The code that works now is as follows:
// lmutracker.mm
//
// clang -o lmutracker lmutracker.mm -F /Library/Developer/CommandLineTools/SDKs/MacOSX.sdk/System/Library/PrivateFrameworks -framework Foundation -framework IOKit -framework CoreFoundation -framework BezelServices
#include <mach/mach.h>
#import <Foundation/Foundation.h>
#import <IOKit/IOKitLib.h>
#import <IOKit/hidsystem/IOHIDServiceClient.h>
typedef struct __IOHIDEvent *IOHIDEventRef;
#define kAmbientLightSensorEvent 12
#define IOHIDEventFieldBase(type) (type << 16)
extern "C" {
IOHIDEventRef IOHIDServiceClientCopyEvent(IOHIDServiceClientRef, int64_t, int32_t, int64_t);
double IOHIDEventGetFloatValue(IOHIDEventRef, int32_t);
IOHIDServiceClientRef ALCALSCopyALSServiceClient(void);
}
static double updateInterval = 0.1;
static IOHIDServiceClientRef client;
static IOHIDEventRef event;
void updateTimerCallBack(CFRunLoopTimerRef timer, void *info) {
double value;
event = IOHIDServiceClientCopyEvent(client, kAmbientLightSensorEvent, 0, 0);
value = IOHIDEventGetFloatValue(event, IOHIDEventFieldBase(kAmbientLightSensorEvent));
printf("\b\b\b\b\b\b\b\b\b\b\b\b\b\b\b\b\b%8f", value);
CFRelease(event);
}
int main(void) {
kern_return_t kr;
CFRunLoopTimerRef updateTimer;
client = ALCALSCopyALSServiceClient();
if (client) {
event = IOHIDServiceClientCopyEvent(client, kAmbientLightSensorEvent, 0, 0);
}
if (!event) {
fprintf(stderr, "failed to find ambient light sensors\n");
exit(1);
}
CFRelease(event);
setbuf(stdout, NULL);
printf("%8f", 0.0);
updateTimer = CFRunLoopTimerCreate(kCFAllocatorDefault,
CFAbsoluteTimeGetCurrent() + updateInterval, updateInterval,
0, 0, updateTimerCallBack, NULL);
CFRunLoopAddTimer(CFRunLoopGetCurrent(), updateTimer, kCFRunLoopDefaultMode);
CFRunLoopRun();
exit(0);
}
I found this in DarkModeBuddy (BSD 2-clause license), and adapted it into a cli tool in my dotfiles.
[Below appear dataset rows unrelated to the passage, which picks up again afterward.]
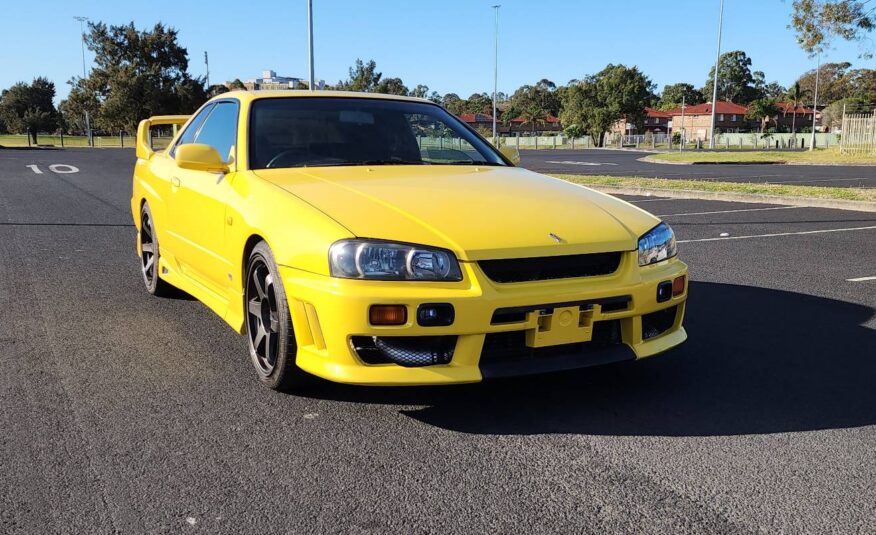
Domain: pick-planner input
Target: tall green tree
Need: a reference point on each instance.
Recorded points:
(819, 22)
(28, 108)
(762, 110)
(600, 100)
(363, 77)
(138, 73)
(736, 82)
(672, 96)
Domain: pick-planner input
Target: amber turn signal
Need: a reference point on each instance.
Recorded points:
(678, 286)
(388, 315)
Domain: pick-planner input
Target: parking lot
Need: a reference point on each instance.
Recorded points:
(124, 412)
(628, 163)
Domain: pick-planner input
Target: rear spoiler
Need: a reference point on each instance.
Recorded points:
(144, 132)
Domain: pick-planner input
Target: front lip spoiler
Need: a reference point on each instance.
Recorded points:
(556, 363)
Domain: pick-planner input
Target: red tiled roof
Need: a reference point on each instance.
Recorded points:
(706, 109)
(788, 107)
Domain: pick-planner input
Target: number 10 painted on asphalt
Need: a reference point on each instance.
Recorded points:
(59, 168)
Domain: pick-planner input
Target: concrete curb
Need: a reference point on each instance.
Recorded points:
(808, 202)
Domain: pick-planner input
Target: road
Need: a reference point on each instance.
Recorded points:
(626, 163)
(127, 413)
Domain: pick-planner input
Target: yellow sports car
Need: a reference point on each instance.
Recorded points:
(379, 240)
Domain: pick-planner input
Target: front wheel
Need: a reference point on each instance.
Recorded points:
(269, 324)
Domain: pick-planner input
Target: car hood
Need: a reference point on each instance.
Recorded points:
(477, 212)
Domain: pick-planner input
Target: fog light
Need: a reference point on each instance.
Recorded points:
(678, 286)
(388, 315)
(435, 314)
(664, 291)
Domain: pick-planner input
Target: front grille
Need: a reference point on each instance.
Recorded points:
(657, 323)
(550, 267)
(511, 346)
(409, 351)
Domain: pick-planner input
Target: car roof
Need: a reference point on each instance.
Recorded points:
(246, 95)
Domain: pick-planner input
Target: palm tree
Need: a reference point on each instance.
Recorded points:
(796, 93)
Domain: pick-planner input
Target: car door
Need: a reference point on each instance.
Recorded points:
(198, 200)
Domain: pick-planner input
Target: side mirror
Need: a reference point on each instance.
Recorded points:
(512, 154)
(199, 157)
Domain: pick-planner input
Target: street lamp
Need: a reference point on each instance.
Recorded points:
(715, 81)
(310, 42)
(496, 75)
(82, 21)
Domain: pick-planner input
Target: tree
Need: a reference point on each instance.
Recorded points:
(795, 95)
(363, 77)
(137, 74)
(762, 109)
(736, 82)
(600, 100)
(834, 82)
(818, 22)
(28, 108)
(672, 96)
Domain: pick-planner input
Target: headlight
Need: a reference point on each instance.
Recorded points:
(657, 244)
(376, 260)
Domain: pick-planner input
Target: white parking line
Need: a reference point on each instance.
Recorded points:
(779, 234)
(732, 211)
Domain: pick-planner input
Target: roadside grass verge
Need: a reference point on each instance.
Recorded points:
(819, 156)
(780, 190)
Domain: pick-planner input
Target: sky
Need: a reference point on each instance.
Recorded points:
(446, 45)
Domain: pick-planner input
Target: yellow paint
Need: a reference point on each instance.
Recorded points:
(477, 212)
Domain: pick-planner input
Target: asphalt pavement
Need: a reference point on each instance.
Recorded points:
(123, 412)
(628, 163)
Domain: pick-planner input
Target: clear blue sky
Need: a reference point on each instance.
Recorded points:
(447, 45)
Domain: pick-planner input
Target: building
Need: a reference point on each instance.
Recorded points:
(270, 81)
(655, 121)
(697, 123)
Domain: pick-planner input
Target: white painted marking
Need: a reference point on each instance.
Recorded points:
(63, 169)
(731, 211)
(569, 162)
(780, 234)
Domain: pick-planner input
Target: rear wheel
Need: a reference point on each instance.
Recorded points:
(150, 255)
(269, 324)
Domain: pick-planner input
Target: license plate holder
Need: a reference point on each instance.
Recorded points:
(560, 325)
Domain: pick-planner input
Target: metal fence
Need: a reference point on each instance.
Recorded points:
(859, 134)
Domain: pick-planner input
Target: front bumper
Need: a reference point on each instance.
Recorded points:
(329, 313)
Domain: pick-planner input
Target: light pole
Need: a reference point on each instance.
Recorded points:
(715, 81)
(815, 102)
(310, 43)
(496, 75)
(82, 21)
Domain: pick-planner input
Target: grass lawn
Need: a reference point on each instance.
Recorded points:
(848, 194)
(819, 156)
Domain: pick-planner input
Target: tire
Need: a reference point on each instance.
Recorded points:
(269, 332)
(149, 254)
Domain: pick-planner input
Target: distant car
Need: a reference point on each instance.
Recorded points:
(378, 240)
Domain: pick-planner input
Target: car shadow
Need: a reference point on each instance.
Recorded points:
(756, 361)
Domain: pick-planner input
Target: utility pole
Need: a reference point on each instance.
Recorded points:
(715, 81)
(496, 76)
(815, 102)
(310, 78)
(84, 76)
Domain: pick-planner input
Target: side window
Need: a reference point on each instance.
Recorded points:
(188, 135)
(220, 129)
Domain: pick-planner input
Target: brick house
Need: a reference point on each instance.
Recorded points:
(656, 122)
(729, 118)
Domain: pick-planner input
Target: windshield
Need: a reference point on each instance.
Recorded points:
(336, 131)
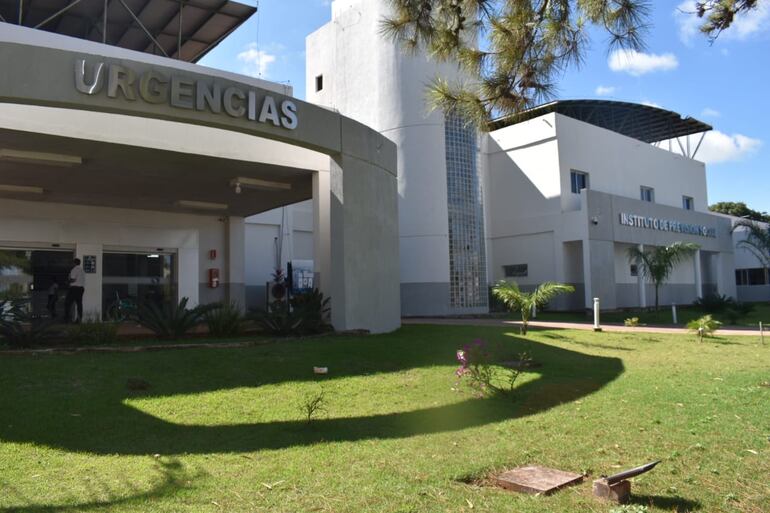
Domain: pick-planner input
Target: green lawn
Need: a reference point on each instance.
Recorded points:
(761, 312)
(220, 430)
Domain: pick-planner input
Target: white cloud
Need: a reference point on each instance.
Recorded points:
(743, 27)
(604, 90)
(256, 62)
(637, 63)
(719, 147)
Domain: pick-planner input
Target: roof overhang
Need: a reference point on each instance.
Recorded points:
(642, 122)
(185, 30)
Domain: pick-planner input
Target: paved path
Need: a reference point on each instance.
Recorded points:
(735, 330)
You can get the value of ambient light sensor using terminal.
For get the value first you should install the system management controller smc .exec then run it using terminal. After that run this command ./smc -l it's show's the list of all sensor's which exist on mac after that try to find the key which is ALSL this key give's the actual value of light ambient sensor of every mac.